For the same reason:

$\triangle AHG = \triangle HLD$
$\angle EHG = \angle KDL$

We have:

$EH = KD$
$HG = DL$

and:

$\angle EHG = KDL$
$\triangle EHG = \triangle KDL$

For the same reason:

$\triangle AEG = \triangle HKL$
the pyramid of which $AEG$ is the base and $H$ the apex is equal and similar to the pyramid of which $HKL$ is the base and $D$ the apex.

We have that $HK$ is parallel to $AB$, which is one of the sides of $\triangle ADB$.

$\triangle ADB$ is equiangular with $\triangle DHK$

and their sides are proportional.

$\triangle ADB$ is similar to $\triangle DHK$.

For the same reason:

$\triangle DBC$ is similar to $\triangle DKL$

and:

$\triangle ADC$ is similar to $\triangle DLH$
$\angle BAC = \angle KHL$

We also have:

$BA : AC = KH : HL$

and so:

$\triangle ABC = \triangle HKL$

Therefore the pyramid of which $ABC$ is the base and $D$ the apex is similar to the pyramid of which $HKL$ is the base and $D$ the apex.

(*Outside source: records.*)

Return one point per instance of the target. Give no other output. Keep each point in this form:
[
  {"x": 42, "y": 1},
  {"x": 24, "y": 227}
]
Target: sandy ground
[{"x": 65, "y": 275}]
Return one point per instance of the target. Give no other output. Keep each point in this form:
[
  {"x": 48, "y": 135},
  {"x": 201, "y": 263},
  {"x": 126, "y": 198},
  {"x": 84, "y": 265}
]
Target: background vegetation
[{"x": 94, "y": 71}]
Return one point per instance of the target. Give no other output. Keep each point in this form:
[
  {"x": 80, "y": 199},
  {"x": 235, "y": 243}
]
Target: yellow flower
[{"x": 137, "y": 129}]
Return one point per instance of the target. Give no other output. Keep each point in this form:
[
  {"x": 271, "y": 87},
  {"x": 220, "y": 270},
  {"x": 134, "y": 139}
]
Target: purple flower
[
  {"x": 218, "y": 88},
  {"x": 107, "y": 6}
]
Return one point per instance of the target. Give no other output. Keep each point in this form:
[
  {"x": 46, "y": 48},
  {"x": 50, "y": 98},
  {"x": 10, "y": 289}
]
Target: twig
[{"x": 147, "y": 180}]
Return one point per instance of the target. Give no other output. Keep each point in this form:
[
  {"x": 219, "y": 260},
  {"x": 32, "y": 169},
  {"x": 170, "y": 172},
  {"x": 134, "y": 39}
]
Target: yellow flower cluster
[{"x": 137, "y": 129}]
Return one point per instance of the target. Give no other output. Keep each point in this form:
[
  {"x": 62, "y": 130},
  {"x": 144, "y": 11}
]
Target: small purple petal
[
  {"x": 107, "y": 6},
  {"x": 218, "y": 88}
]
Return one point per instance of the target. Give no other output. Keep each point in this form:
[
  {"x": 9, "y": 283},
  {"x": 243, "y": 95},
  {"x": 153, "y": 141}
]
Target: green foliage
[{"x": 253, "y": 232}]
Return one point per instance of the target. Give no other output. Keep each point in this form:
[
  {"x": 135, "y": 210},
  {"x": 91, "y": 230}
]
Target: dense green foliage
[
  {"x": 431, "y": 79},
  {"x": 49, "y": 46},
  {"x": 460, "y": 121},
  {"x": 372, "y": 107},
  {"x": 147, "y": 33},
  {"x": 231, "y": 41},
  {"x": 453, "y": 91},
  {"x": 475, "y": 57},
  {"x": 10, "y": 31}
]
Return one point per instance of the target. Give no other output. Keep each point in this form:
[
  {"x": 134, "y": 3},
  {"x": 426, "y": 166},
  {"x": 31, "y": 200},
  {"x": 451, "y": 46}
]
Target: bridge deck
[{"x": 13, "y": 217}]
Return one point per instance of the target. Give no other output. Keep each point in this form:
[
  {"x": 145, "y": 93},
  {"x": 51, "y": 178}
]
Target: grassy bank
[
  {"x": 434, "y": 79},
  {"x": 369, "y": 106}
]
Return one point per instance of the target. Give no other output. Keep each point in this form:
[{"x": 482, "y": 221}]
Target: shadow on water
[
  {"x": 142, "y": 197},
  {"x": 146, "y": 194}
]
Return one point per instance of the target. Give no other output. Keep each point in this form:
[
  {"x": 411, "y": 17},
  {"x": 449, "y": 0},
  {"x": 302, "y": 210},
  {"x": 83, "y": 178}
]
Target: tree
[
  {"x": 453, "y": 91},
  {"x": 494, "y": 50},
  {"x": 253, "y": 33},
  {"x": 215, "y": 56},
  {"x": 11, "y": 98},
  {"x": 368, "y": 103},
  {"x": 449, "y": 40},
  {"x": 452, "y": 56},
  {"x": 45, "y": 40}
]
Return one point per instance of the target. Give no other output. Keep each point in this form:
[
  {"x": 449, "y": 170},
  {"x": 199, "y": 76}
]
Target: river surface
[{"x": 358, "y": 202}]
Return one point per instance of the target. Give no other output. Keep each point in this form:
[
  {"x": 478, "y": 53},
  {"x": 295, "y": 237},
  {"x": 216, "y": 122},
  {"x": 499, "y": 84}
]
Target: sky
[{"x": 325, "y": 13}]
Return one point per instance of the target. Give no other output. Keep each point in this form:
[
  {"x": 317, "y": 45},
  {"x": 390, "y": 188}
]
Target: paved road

But we have that the pyramid of which $AEG$ is the base and $H$ the apex is equal and similar to the pyramid of which $HKL$ is the base and $D$ the apex.

Therefore each of the pyramids $AEGH$ and $HKLD$ is similar to the pyramid $ABCD$.

We have that $BF = FC$.

We also have that the parallelogram $EFGH$ is double the triangle $GFC$.

$(1): \quad$ the prism contained by $\triangle BKF$, $\triangle EHG$ and the three parallelograms $EBFG, EBKH, HKFG$ is equal to the prism contained by $\triangle GFC$, $\triangle HKL$ and the three parallelograms $KFCL, LCGH, HKFG$.

By joining the straight lines $EF$ and $EK$, it can be seen that the prism in which $EBFG$ is the "base" and the straight line $HK$ is opposite it is greater than pyramid $EBFK$.

But the pyramid $EBFK$ equals pyramid $AEHG$ as they are contained by equal and similar planes.

Thus each of the two prisms in $(1)$ above is greater than each of the pyramids $AEGH$ and $HKLD$.

Thus these two prisms together are greater than the two pyramids $AEGH$ and $HKLD$ together,

But the whole pyramid $ABCD$ consists of these two prisms and these two pyramids.

$\blacksquare$

## Historical Note

This theorem is Proposition $3$ of Book $\text{XII}$ of Euclid's The Elements.